We made it through the Mag 7 earnings which were as expected but not greater than.
This should lead to the broader market finding traction with the trading public.
This has been such a top heavy market that have left many quality companies lagging far behind
The reason I don’t think it will be a serious pullback is that earnings continue to meet expectations.
We need a little reality to set in so that there will be an appreciation for meeting goals instead of having to far exceed such.
Honeywell is taking a page from the GE playbook and has announced that it will split into three separate companies.
GR was rewarded by such action with the sum of the parts being far greater than the whole.
The theory is that the aerospace portion will be unshackled by the other parts and achieve a far higher evaluation.
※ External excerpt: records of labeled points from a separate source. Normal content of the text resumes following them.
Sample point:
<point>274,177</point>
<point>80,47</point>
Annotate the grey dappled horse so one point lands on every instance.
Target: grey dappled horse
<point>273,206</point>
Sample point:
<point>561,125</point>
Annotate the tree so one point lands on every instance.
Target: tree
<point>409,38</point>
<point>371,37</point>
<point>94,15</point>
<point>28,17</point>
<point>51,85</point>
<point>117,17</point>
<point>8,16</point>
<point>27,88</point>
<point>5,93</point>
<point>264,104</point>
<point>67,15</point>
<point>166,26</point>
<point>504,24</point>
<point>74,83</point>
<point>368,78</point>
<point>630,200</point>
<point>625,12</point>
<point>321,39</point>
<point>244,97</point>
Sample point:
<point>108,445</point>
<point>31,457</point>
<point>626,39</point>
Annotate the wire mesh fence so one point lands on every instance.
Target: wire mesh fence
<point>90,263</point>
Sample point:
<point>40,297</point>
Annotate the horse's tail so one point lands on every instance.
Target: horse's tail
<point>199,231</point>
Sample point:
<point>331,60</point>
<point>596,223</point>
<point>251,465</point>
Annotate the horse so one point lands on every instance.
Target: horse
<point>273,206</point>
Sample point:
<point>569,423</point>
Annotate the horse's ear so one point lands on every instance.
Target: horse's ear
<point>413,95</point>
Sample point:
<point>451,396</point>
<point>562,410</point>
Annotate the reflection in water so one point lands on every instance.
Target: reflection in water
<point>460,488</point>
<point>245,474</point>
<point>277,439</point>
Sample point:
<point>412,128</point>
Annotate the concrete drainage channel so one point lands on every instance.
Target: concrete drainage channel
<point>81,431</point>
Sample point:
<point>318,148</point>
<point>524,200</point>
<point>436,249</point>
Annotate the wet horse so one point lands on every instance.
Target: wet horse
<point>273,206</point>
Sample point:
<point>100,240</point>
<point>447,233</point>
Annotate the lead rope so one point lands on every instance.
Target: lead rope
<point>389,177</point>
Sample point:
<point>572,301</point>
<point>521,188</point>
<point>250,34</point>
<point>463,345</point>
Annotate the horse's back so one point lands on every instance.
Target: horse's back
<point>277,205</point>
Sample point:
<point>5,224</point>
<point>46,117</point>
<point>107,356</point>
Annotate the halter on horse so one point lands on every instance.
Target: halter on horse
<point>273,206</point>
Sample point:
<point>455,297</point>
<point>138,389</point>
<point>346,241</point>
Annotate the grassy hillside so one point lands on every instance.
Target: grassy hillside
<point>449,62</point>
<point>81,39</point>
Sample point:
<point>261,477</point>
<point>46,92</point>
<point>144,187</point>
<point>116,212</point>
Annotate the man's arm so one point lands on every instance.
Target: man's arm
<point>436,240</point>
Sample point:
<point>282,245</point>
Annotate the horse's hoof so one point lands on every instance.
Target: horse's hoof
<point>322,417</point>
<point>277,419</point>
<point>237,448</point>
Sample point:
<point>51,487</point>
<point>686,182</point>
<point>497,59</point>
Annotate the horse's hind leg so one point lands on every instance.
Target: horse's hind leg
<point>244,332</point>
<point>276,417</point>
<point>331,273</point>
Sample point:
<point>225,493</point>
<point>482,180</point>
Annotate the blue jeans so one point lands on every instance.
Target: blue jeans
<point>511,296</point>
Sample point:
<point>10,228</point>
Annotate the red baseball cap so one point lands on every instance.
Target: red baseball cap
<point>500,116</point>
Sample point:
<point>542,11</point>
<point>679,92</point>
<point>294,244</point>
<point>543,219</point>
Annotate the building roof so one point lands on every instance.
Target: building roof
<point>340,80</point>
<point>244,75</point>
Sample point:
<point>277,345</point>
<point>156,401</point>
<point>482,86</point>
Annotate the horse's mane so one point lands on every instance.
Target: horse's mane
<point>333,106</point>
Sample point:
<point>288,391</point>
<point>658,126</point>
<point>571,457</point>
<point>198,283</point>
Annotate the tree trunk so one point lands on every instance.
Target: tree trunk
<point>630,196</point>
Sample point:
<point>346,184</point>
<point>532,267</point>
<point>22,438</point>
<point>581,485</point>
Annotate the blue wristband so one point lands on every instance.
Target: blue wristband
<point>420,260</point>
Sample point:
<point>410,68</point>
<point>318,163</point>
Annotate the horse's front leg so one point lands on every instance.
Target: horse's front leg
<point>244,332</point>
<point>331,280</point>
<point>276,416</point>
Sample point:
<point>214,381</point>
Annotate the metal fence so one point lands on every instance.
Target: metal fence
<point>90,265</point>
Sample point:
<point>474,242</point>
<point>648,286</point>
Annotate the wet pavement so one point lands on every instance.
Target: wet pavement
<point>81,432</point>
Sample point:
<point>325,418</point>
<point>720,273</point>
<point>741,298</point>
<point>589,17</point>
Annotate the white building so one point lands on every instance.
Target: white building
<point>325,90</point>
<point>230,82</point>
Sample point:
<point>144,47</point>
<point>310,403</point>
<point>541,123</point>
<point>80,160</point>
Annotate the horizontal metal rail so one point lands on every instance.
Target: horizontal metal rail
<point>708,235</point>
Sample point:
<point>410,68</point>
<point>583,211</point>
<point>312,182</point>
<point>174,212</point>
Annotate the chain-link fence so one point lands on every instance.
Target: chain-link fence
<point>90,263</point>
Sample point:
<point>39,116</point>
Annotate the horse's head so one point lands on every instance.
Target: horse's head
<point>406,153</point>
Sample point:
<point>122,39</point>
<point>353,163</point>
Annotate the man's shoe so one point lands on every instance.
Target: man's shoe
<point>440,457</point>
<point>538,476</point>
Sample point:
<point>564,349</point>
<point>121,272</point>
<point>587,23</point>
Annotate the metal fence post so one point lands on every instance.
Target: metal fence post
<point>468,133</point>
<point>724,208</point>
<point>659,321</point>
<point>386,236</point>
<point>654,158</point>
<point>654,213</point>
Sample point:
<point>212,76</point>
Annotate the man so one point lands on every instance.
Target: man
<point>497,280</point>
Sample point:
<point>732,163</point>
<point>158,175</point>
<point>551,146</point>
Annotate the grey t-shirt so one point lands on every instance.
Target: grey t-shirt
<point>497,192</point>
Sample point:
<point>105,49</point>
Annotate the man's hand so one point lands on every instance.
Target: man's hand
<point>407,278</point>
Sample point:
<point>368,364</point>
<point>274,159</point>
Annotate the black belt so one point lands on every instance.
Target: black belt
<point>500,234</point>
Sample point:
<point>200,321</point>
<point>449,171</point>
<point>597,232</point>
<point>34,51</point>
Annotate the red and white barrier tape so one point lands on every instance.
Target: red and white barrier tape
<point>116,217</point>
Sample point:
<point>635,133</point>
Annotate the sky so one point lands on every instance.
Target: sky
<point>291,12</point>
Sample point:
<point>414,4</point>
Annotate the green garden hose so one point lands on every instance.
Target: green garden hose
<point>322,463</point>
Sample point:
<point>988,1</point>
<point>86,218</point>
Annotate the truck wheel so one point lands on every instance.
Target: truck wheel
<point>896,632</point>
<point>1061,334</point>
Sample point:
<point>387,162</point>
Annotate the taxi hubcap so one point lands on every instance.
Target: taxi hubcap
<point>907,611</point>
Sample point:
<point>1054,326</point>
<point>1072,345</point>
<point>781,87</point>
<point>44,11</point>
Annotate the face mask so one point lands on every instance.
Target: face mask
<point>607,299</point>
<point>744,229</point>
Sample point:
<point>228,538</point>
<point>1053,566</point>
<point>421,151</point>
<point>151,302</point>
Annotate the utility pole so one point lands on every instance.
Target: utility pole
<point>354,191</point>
The next big shift will be the monetization of AI. The In structure build out has enriched the likes of Nvidia and Broadcom.
Now you are going to see the likes of Microsoft and Oracle providing services.
This is exactly what Palantir has done through government services, especially the military.
On the income side, I continue follow dividend stocks as yields have climbed above 7% or more for the likes of Altria, Dow and Crown Castle.
There are almost 10 more well Ron companies paying over 6%.
You never want to invest just for the yield but several of these companies could also rise in value giving you a capital gain.
Try to filter out the noise and focus on the essentials going on in the economy.
Nothing is saying it will be all good but the positives outweigh the negatives so far.
I have lived through far worse but that is only a testament to my vintage.